Language change doesn’t have to result from a “need” for a new word. It can happen just because ppl choose to use a different word. And the developer of kbin is a Polish speaker. Maybe he chose “magazine” because the Polish word makes more sense to him than “community” (I know about the rifle pun. Wordplay works even better when there are multiple meanings)
Either way, my point is we currently have at least 4 words to describe these things (group, community, magazine, sublemmy). Users will coalesce on one or learn that they’re all synonymous and won’t even notice when someone uses a different term than they use
Yeah, language can be changed by a (conscious?) design decision. But whether that change is necessary is up to debate and just because you could doesn’t mean you should.
Some users will learn the terms and some won’t but what I mean is that it’s a hindrance either way. And defense isn’t “that’s language” the defense is “that’s my design vision”.
When I first arrived here, I assumed magazines = communities and made some flippant comment to that effect, only to be set straight by someone more knowledgeable. They essentially argued that magazines > communities on account of the fact that a hashtag within a magazine post is meaningful to kbin but not lemmy. So the different naming underscores that they are not, in fact, identical. Though to be fair, I haven’t seen a lot of posts with hashtags to date.
if you setup tags for a magazine on kbin, posts being published in the fediverse with those tags end up in the
Microblog
section. just check it.I believe this only works on Kbin though, not Lemmy
Yes I’ll correct my post
If we’re taking a vote, I think “Magazine” is a dumb name. I saw that and had no idea what it was supposed to be.
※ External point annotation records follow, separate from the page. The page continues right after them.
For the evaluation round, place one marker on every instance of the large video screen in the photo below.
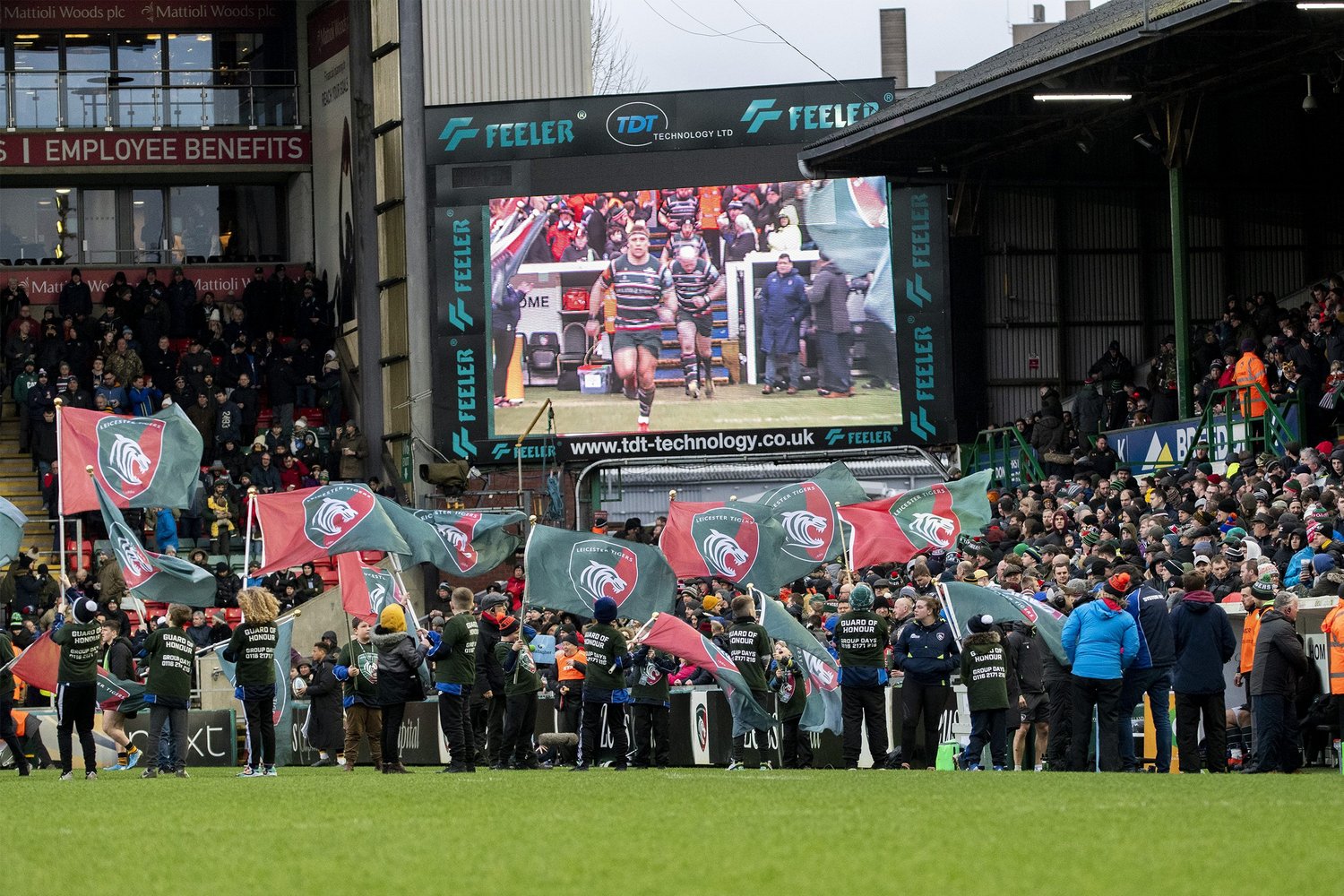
(742, 306)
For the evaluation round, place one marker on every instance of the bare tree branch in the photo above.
(615, 66)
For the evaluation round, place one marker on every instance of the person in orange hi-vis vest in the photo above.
(1249, 371)
(1333, 629)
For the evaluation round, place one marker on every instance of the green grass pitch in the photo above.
(676, 831)
(733, 408)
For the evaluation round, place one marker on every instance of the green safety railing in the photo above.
(1005, 452)
(1268, 433)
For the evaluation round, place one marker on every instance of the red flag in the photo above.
(898, 528)
(139, 461)
(39, 664)
(736, 541)
(333, 519)
(365, 590)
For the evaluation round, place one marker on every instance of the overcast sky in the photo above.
(840, 35)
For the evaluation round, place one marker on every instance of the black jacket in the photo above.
(324, 715)
(1024, 656)
(1279, 657)
(1204, 643)
(489, 675)
(398, 667)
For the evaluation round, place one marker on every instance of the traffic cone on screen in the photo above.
(513, 384)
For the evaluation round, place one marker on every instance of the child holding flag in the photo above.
(984, 670)
(77, 678)
(749, 646)
(253, 649)
(860, 638)
(652, 705)
(453, 654)
(357, 669)
(604, 684)
(789, 684)
(171, 654)
(521, 686)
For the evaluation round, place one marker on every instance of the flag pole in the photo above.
(527, 587)
(844, 548)
(61, 493)
(247, 498)
(406, 595)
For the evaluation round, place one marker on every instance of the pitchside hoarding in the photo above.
(518, 254)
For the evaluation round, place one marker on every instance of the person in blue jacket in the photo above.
(1101, 640)
(1204, 643)
(1304, 554)
(1150, 673)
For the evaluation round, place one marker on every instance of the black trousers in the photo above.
(177, 720)
(1277, 737)
(488, 724)
(796, 745)
(921, 700)
(1101, 694)
(988, 726)
(454, 719)
(650, 735)
(857, 707)
(1061, 692)
(1190, 710)
(762, 737)
(519, 724)
(593, 732)
(7, 731)
(75, 704)
(392, 716)
(569, 719)
(261, 731)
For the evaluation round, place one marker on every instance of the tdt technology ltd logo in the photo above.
(634, 124)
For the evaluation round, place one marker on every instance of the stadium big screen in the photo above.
(658, 269)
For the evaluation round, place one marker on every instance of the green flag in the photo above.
(461, 543)
(823, 708)
(153, 576)
(811, 525)
(11, 530)
(572, 570)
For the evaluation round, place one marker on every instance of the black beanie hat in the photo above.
(85, 610)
Honestly, this specific post is the first I am realizing that “Magazine” is the equivalent of a subreddit.
Edit: if I’m being honest, I thought Community was a dumb name too.
Well, both of them are much more sensical at a glance than “subreddit.” Subreddit only makes sense because of how long we’ve been using the term, if you came to it without prior knowledge it’d be hard to figure out the meaning.
I do agree that “magazine” is pretty terrible, though. There’s no meaningful analogy between what we’re doing here (threaded conversations on a particular topic) and what’s in a magazine. “Community” isn’t terrible, IMO, if it comes down to it I’d much prefer that one.
If I remember correctly subreddits actually used to be just “reddits”.
Yup. When Reddit launched it was just front page, now known as the (closed down) r/reddit.com. The second they opened was nsfw, third was politics.
Subreddits were launched three years later when they allowed users to start creating their own reddits on reddit - aka sub-reddits.